By Joy Ufford
Via- Wyoming News Exchange
PINEDALE — Enough people were curious about what billionaire Joe Ricketts had to say of his plans for a luxury resort at Jackson Fork Ranch near rural Bondurant to fill the Pinedale Library’s Lovatt Room on May 2.
Peter Scherbel, Sublette County Chamber of Commerce board president, opened by saying Ricketts’ appearance that evening was to share his plans for Jackson Fork Ranch and other properties in an informational setting.
Ricketts addressed the quiet crowd, saying of his agricultural holdings on the very rural Upper Hoback Road, “Whatever’s done there, there’s going to be people for it, there’s going to be people against it.”
The luxury resort – The Homestead – results from the Jackson Fork Ranch (JFR) proposal to rezone 56 acres of three connected triangles of hillside agricultural property into a recreational-services district allowing a hotel and related development.
Sublette County commissioners approved it two years ago.
More recently, Ricketts’ agent, Morgan Fischer, worked to expand the smaller JFR guest ranch’s permit to cover remaining acres. That did not get commissioners’ majority approval.
All of Ricketts’ “plans and dreams” coming before county boards and officials were, and will likely still be, closely watched by Hoback Basin landowners, Ricketts’ neighbors and those who dread an expansion from Jackson south to Bondurant.
But in this particular crowd, many people from in and around Pinedale appeared to welcome Ricketts’ planned massive financial investment in the county and even the possibility that he just might buy White Pine Resort, after second thoughts.
“I’m proud to be very rich because we took advantage of the free enterprise system,” he told the appreciative crowd. “I give tens of millions of dollars away every year. I gave a million dollars to the (Sublette County) hospital.”
The crowd applauded for the first but not last time.
Ricketts threaded history, personal, wildlife and ecology lessons into his presentation, with tourism and business as the focus.
Calling his property “Little Jackson Hole” instead of “Bondurant” is more a “charming” way to advertise and market his ranch, resort and the Greater Yellowstone Ecosystem, he said.

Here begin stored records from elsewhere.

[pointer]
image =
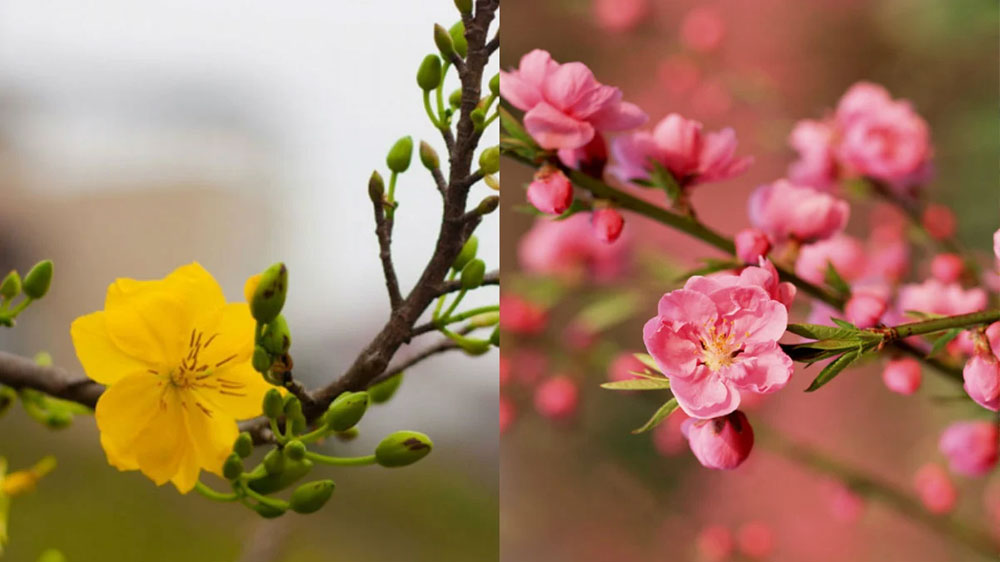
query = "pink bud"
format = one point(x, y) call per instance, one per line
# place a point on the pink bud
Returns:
point(715, 543)
point(935, 489)
point(864, 309)
point(947, 268)
point(557, 397)
point(751, 245)
point(551, 191)
point(971, 447)
point(902, 375)
point(756, 540)
point(939, 221)
point(607, 224)
point(721, 443)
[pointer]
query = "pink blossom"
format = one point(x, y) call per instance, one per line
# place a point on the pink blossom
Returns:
point(946, 299)
point(902, 376)
point(844, 252)
point(681, 147)
point(568, 249)
point(564, 105)
point(880, 137)
point(751, 245)
point(608, 224)
point(714, 338)
point(816, 166)
point(784, 210)
point(971, 447)
point(551, 191)
point(935, 489)
point(721, 443)
point(557, 397)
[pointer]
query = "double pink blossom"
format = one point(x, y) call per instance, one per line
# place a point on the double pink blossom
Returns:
point(784, 210)
point(564, 105)
point(715, 337)
point(680, 146)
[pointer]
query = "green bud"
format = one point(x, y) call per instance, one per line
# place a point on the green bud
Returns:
point(269, 296)
point(311, 496)
point(400, 154)
point(276, 338)
point(346, 410)
point(444, 42)
point(402, 448)
point(243, 446)
point(261, 360)
point(457, 33)
point(472, 274)
point(274, 462)
point(383, 391)
point(233, 467)
point(11, 286)
point(268, 511)
point(429, 73)
point(37, 281)
point(489, 160)
point(295, 450)
point(376, 187)
point(428, 157)
point(273, 404)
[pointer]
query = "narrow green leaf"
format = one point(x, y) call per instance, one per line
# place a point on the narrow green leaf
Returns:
point(660, 415)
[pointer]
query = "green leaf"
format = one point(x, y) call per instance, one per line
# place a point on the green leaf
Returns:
point(638, 384)
point(660, 415)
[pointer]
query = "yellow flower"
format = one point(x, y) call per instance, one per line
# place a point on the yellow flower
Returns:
point(176, 360)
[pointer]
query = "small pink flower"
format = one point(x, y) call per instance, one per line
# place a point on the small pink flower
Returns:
point(865, 308)
point(721, 443)
point(845, 253)
point(751, 245)
point(564, 105)
point(947, 268)
point(681, 147)
point(902, 376)
point(713, 339)
point(557, 398)
point(784, 210)
point(519, 316)
point(703, 29)
point(971, 447)
point(935, 488)
point(935, 297)
point(551, 191)
point(939, 221)
point(608, 224)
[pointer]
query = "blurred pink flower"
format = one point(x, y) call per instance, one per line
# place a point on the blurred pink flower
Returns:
point(557, 397)
point(568, 248)
point(935, 489)
point(902, 375)
point(679, 145)
point(607, 223)
point(713, 339)
point(971, 447)
point(845, 253)
point(703, 29)
point(722, 443)
point(784, 210)
point(551, 191)
point(751, 245)
point(564, 105)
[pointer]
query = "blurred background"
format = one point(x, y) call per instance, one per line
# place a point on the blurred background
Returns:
point(136, 137)
point(583, 488)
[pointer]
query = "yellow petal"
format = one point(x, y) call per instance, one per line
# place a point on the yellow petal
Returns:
point(154, 319)
point(101, 359)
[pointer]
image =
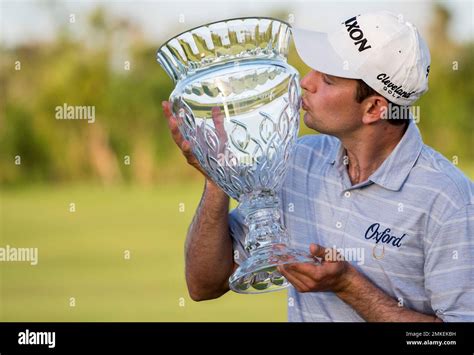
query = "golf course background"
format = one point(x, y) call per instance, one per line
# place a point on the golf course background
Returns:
point(108, 204)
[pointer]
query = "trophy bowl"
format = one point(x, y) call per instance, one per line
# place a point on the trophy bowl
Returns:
point(237, 101)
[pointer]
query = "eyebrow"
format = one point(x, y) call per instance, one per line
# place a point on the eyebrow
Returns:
point(330, 77)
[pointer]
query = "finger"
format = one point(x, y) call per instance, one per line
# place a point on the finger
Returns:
point(172, 124)
point(317, 250)
point(218, 119)
point(304, 269)
point(302, 282)
point(167, 109)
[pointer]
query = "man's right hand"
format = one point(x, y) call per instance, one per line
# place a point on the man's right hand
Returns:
point(183, 145)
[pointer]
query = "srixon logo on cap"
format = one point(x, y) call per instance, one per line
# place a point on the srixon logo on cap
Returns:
point(356, 34)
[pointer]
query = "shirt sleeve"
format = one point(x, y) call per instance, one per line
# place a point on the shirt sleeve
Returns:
point(449, 272)
point(238, 231)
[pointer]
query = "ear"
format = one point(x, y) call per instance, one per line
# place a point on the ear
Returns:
point(374, 108)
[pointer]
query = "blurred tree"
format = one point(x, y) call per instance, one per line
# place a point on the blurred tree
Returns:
point(112, 67)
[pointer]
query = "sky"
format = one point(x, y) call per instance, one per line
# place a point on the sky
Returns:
point(22, 21)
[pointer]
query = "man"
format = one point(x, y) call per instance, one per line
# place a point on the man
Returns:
point(366, 184)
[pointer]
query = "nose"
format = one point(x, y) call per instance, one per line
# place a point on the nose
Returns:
point(308, 82)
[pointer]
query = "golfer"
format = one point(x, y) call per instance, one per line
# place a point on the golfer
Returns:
point(391, 218)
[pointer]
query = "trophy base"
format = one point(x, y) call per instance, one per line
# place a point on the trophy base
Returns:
point(259, 273)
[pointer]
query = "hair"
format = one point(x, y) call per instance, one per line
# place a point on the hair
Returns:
point(364, 91)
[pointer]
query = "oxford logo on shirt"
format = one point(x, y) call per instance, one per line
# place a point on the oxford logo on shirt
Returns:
point(375, 232)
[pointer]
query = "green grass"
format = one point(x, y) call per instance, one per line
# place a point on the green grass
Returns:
point(81, 255)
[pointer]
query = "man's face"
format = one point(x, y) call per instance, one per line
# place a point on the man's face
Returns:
point(330, 104)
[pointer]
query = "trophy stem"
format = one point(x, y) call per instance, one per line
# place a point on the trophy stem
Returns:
point(267, 242)
point(263, 217)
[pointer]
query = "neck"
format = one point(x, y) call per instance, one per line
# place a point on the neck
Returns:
point(366, 150)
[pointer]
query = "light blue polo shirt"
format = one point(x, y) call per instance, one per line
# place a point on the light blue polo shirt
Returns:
point(409, 228)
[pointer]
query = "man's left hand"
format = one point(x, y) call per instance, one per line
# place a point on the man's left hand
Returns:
point(331, 275)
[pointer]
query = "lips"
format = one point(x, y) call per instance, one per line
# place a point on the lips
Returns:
point(303, 105)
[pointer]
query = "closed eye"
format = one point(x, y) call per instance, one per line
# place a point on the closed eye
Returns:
point(326, 80)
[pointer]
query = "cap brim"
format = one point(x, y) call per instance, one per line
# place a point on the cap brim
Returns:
point(317, 52)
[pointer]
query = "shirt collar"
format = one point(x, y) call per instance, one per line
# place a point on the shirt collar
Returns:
point(396, 167)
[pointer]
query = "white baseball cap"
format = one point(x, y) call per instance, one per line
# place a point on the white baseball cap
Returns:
point(380, 48)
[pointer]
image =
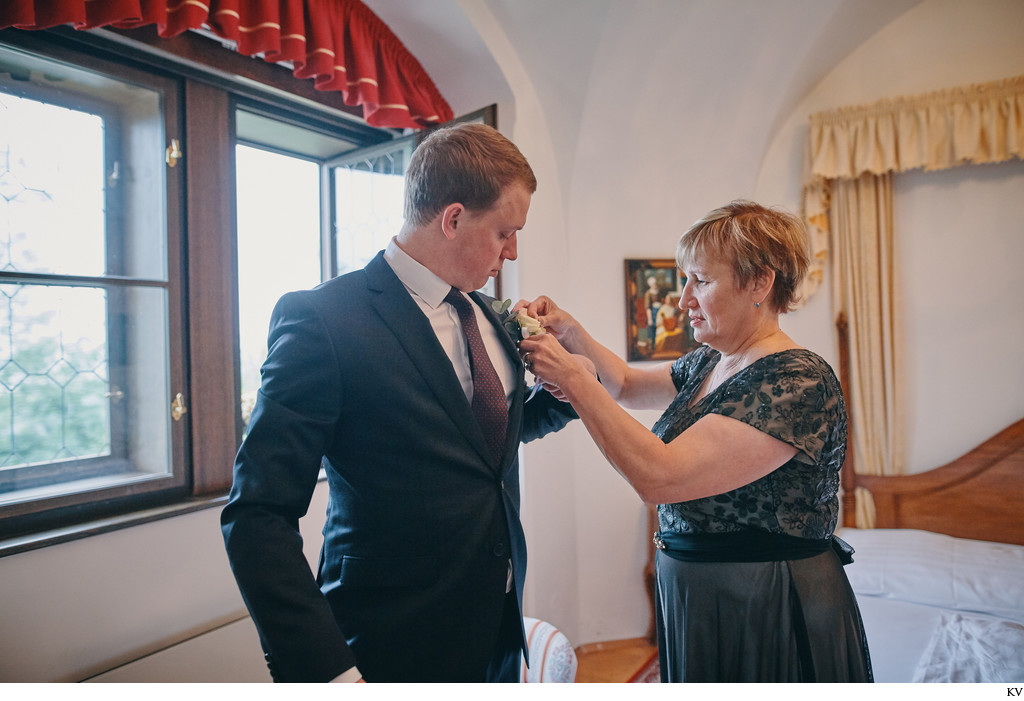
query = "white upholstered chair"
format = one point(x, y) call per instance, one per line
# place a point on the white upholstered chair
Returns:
point(551, 655)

“If I was going to advertise ‘Bondurant’ to people from Los Angeles or New York, no one would know where it is. But if I advertise ‘Little Jackson Hole,’ everyone knows where it is.”
He predicted western Wyoming’s tourist numbers would multiply 10 times in as many years.

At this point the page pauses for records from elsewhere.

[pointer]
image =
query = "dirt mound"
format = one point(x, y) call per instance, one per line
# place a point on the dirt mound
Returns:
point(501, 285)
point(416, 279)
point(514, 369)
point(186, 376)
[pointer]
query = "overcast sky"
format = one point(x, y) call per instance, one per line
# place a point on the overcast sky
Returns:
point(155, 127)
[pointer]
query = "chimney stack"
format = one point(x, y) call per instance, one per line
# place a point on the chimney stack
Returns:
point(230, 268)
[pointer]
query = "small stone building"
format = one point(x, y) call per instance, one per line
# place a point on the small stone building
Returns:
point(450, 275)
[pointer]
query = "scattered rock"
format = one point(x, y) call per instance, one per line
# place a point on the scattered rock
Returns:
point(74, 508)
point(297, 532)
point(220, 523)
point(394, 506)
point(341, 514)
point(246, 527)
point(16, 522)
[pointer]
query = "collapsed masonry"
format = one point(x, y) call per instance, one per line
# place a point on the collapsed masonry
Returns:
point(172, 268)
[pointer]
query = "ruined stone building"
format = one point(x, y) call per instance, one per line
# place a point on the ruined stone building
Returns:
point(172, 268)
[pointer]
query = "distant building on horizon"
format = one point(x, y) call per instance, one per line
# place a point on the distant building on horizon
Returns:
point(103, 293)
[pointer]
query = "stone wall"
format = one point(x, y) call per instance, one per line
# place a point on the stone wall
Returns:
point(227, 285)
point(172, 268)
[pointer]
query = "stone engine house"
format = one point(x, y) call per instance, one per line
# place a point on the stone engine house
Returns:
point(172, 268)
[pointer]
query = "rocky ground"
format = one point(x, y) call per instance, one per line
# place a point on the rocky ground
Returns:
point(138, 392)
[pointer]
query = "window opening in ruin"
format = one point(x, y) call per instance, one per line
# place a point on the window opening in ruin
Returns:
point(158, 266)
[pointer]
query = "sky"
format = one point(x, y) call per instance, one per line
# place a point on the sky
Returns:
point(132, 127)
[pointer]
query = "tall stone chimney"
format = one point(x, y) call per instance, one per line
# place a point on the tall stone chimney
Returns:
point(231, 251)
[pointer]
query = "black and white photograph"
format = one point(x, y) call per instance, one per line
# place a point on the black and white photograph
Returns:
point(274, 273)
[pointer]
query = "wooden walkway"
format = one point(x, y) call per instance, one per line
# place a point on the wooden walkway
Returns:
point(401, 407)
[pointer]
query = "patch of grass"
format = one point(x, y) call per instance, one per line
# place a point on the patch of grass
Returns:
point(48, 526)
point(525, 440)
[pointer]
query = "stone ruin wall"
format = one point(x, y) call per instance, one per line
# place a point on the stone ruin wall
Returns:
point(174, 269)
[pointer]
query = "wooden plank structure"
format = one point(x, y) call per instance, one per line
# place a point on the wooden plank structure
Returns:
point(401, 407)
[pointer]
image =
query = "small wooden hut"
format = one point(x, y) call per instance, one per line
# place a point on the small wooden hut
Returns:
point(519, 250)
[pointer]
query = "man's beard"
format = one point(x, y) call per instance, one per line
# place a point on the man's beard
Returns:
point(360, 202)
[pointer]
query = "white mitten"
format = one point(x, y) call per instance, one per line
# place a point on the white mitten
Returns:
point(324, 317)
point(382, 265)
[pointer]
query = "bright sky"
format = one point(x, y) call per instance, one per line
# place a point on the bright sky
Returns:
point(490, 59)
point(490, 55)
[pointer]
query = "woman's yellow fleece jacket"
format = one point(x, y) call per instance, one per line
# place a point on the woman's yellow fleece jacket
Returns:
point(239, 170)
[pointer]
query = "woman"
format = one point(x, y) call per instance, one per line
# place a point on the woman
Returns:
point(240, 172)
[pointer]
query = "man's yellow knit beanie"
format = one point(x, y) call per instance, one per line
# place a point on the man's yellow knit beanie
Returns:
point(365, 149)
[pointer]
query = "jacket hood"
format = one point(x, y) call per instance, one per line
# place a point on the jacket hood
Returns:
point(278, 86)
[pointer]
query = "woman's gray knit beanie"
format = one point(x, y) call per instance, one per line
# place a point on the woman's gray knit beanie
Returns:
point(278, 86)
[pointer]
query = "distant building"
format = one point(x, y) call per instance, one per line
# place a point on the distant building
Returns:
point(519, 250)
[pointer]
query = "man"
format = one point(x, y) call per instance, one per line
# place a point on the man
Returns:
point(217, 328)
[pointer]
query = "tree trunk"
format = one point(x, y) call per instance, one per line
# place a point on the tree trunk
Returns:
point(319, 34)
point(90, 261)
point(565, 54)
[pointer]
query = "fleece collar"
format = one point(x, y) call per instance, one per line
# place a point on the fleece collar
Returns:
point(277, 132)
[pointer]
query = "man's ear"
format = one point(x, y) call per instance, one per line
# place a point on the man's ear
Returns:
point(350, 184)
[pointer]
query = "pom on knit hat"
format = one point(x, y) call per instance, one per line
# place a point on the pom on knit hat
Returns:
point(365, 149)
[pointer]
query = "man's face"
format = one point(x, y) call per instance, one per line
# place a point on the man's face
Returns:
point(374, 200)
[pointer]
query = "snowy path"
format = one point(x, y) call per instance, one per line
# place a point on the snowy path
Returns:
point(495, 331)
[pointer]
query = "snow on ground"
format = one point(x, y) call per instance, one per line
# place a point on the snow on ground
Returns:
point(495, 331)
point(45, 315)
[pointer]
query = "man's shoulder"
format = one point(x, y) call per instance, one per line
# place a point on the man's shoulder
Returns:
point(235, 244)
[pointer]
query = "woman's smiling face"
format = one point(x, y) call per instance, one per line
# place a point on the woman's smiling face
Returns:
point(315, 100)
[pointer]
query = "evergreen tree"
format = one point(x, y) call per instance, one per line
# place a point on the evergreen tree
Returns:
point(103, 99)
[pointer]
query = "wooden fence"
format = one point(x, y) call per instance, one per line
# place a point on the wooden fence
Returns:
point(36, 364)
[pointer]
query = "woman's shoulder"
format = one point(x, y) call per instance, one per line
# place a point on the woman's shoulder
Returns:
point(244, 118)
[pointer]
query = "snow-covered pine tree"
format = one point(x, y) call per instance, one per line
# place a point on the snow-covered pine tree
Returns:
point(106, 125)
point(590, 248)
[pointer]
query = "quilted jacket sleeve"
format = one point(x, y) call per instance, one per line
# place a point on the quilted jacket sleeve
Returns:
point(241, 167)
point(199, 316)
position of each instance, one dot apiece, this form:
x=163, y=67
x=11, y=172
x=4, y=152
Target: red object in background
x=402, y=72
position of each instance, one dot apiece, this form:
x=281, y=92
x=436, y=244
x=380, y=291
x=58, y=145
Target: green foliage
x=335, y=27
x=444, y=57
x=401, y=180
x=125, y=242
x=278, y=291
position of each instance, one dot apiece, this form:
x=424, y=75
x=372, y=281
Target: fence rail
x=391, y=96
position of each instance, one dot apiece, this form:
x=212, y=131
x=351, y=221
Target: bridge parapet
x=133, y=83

But “these wonderful tourists” could destroy the ecosystem while trying to experience it, he said.
Because tourists might accidentally walk on scree fallen from mountainsides or disturb grizzly habitat, human intervention is necessary to educate and manage them.
Besides, people are willing to pay to participate in conservation, he said. Willing, wealthy “ecotourists” want to learn about and invest in conservation, perhaps one of the Ricketts Foundation causes, while the Ricketts-endowed University of Wyoming biologist studies local wildlife in detail.
Being situated close to important mule deer, pronghorn and elk migration corridors and habitat, tourists can learn more about the history of migration and participate. The Homestead Resort will provide all of that – and much more – to high-paying guests who will park their cars in an underground lot after driving on the new road built on Jackson Fork Ranch.
The Homestead’s first phase will be a 20-room lodge and two fourplexes, followed by six sixplexes, Ricketts explained. And they will cost plenty, he said.
Guests won’t see the valley floor, and people below won’t see his resort, Ricketts said.
Also planned are a doctor’s office, beauty shop, spa, horse operation, retail and a restaurant open to the public.
He hopes many of the resort’s 134 future employees will come from Sublette County.
“I’m proud to be a billionaire; I’m proud,” he said, relating a life of poverty, sacrifice, old clothes and a leaky roof before the dream of TD Ameritrade became reality and brought his family wealth.